Javelin ace Thomas Rohler achieved a long-held dream when he struck Olympic gold in Rio last year. Here, for our 'My greatest challenge' series, the affable German talks in a little more detail about his road to achieving that goal.
Facing and beating role models
For me, my greatest challenge was beating the role models I had looked up to from a young age. I always recall admiring double Olympic champion Andreas Thorkildsen because of the technical ease with which he seemed to throw so far. I was fascinated by his technique and his competitive ability. Another athlete I admired because of his fighting spirit was the Finn Tero Pitkamaki.
The challenge for me was to two-fold. Firstly, I had to deal and cope with the competitive challenge of facing these guys in competition. Meanwhile, in the long term the challenge was to be open-minded enough to put in place a plan to be better than them.
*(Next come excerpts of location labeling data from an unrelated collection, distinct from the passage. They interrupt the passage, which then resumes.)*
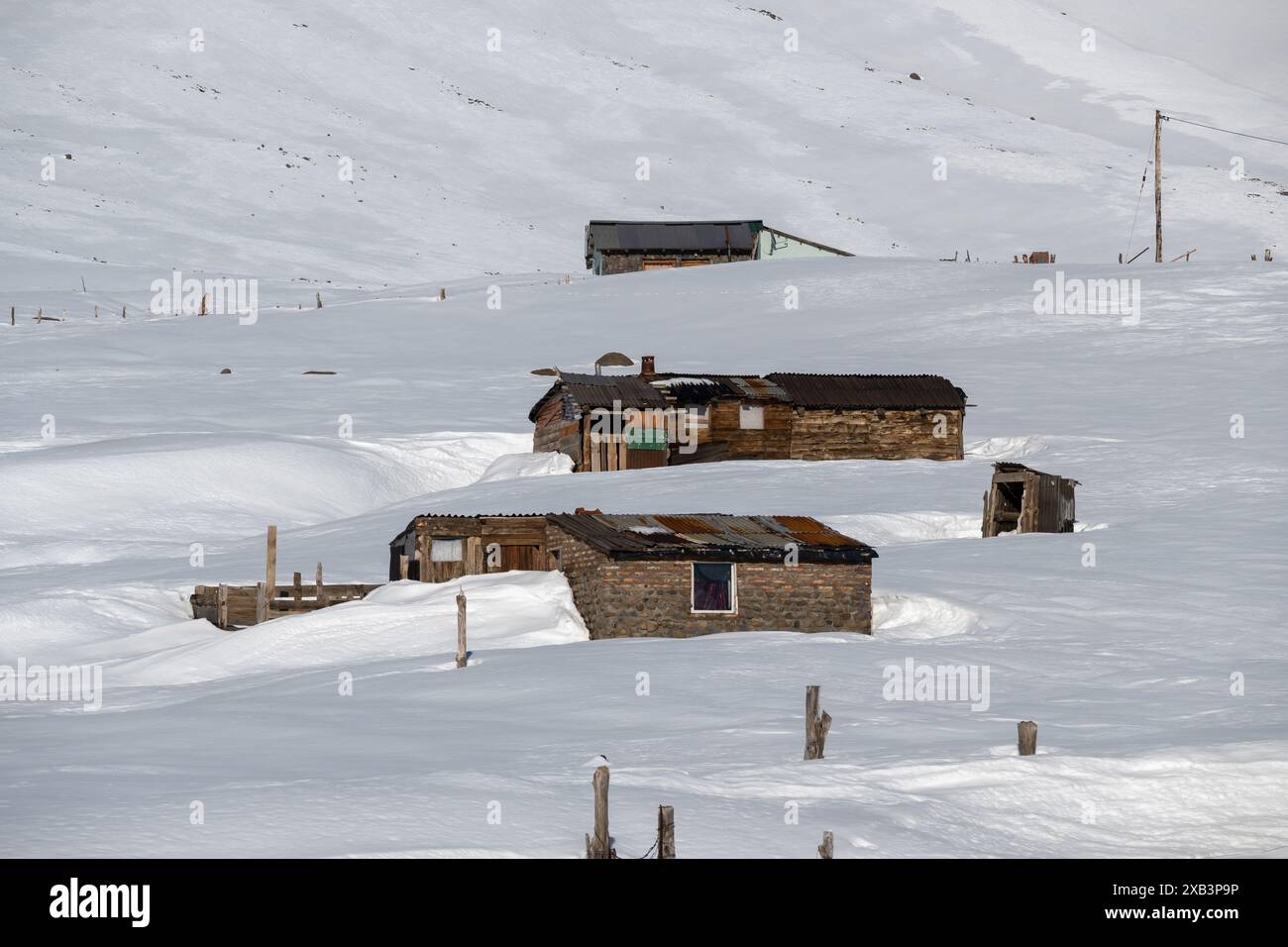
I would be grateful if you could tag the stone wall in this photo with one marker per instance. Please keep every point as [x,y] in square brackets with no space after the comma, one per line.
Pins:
[621,598]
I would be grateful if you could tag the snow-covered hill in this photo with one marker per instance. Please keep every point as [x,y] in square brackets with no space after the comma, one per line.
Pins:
[228,159]
[1158,674]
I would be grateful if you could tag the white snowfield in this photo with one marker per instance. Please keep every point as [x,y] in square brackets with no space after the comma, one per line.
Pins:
[1149,646]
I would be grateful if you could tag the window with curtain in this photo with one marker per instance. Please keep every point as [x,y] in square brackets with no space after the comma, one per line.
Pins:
[446,551]
[712,586]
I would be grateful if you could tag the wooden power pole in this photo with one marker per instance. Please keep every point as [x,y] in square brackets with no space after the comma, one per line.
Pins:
[1158,185]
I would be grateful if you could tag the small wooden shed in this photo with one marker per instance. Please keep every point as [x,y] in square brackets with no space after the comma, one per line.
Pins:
[1021,499]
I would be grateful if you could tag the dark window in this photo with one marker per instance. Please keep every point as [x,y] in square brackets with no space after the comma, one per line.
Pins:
[712,586]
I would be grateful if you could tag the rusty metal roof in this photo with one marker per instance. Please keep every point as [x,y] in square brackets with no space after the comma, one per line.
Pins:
[711,535]
[870,390]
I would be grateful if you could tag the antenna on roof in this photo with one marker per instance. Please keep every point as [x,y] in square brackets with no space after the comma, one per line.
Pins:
[613,360]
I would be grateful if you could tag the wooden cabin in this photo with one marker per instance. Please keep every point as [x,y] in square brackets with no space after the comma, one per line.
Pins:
[441,548]
[657,419]
[630,247]
[670,577]
[1021,499]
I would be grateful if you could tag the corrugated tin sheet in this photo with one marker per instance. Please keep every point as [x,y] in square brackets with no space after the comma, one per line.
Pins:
[670,236]
[870,390]
[601,390]
[679,536]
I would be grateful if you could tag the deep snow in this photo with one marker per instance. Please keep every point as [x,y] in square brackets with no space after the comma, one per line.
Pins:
[1128,665]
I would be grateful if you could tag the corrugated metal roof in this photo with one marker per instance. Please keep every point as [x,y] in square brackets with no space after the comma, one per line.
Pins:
[670,236]
[711,535]
[870,390]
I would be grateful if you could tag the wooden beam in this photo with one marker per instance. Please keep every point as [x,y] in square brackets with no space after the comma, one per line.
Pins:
[462,654]
[1158,185]
[666,831]
[597,845]
[824,851]
[816,724]
[270,566]
[1028,737]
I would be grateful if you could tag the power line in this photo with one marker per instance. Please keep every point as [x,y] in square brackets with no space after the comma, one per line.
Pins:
[1214,128]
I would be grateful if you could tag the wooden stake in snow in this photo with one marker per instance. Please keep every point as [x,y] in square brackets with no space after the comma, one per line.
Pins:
[270,562]
[815,724]
[261,603]
[1028,737]
[462,654]
[666,831]
[597,847]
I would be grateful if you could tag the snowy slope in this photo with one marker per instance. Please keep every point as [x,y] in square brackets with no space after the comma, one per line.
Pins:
[1127,667]
[227,159]
[124,447]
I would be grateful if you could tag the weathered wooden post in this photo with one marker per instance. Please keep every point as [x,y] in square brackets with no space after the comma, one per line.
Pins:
[816,724]
[597,847]
[1028,737]
[270,569]
[666,831]
[462,654]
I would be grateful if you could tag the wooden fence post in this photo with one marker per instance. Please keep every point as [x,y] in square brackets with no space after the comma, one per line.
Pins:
[1028,737]
[666,831]
[815,724]
[462,654]
[270,566]
[597,847]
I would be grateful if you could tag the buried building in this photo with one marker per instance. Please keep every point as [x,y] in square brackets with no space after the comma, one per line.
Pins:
[630,247]
[1021,499]
[657,419]
[668,577]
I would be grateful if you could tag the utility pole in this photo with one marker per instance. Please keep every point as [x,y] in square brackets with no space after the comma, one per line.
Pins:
[1158,185]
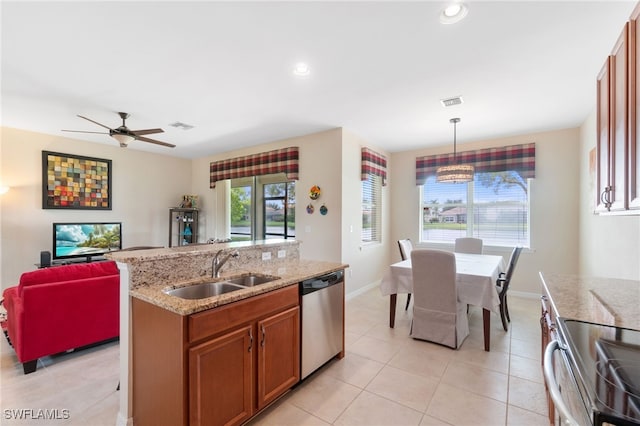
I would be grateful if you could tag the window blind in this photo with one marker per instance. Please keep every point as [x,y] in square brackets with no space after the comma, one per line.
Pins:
[277,161]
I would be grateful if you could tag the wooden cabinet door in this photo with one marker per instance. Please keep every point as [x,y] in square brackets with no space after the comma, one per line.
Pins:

When I first competed against them in 2012, I felt like a small boy up against giants. However, I quickly realised the family of javelin throwers is not a closed family and It didn’t take long to get to know them and now we are all close friends.
Learning and observing
In those days, my coach insisted I play close attention to them. So, I watched carefully how they warmed up, how they dealt with call rooms, competition and, of course, their technical advantages. It was super special to stand next to them and learn from them.
By 2013 Andreas Thorkildsen was starting to have his technical problems and I managed to beat him for the first time in Dessau (and again in the next competition in Oslo). It felt so special. Although, as a young guy at the time, I wondered if I should feel bad for beating him!
Counting on a stable training environment
Once I found out I had the talent to beat them, my mission was to one day become better than my role models. To achieve this, I then had to put a careful training plan together, find the right team around me and train in the right surroundings, all of which would allow me to become an elite athlete. One of the most important elements to this process has been my coach, Harro Schwuchow, whom I started to work with three-and-a-half years ago.
I have also benefited from being in stable surroundings in Jena where I have great facilities, great training partners and a fantastic support team.
I think I have managed to overcome this challenge and it has given me great confidence. It has also proved to me that rather than pursuing a career as a doctor or in some other field, it was the right decision to focus on sports and become an elite athlete.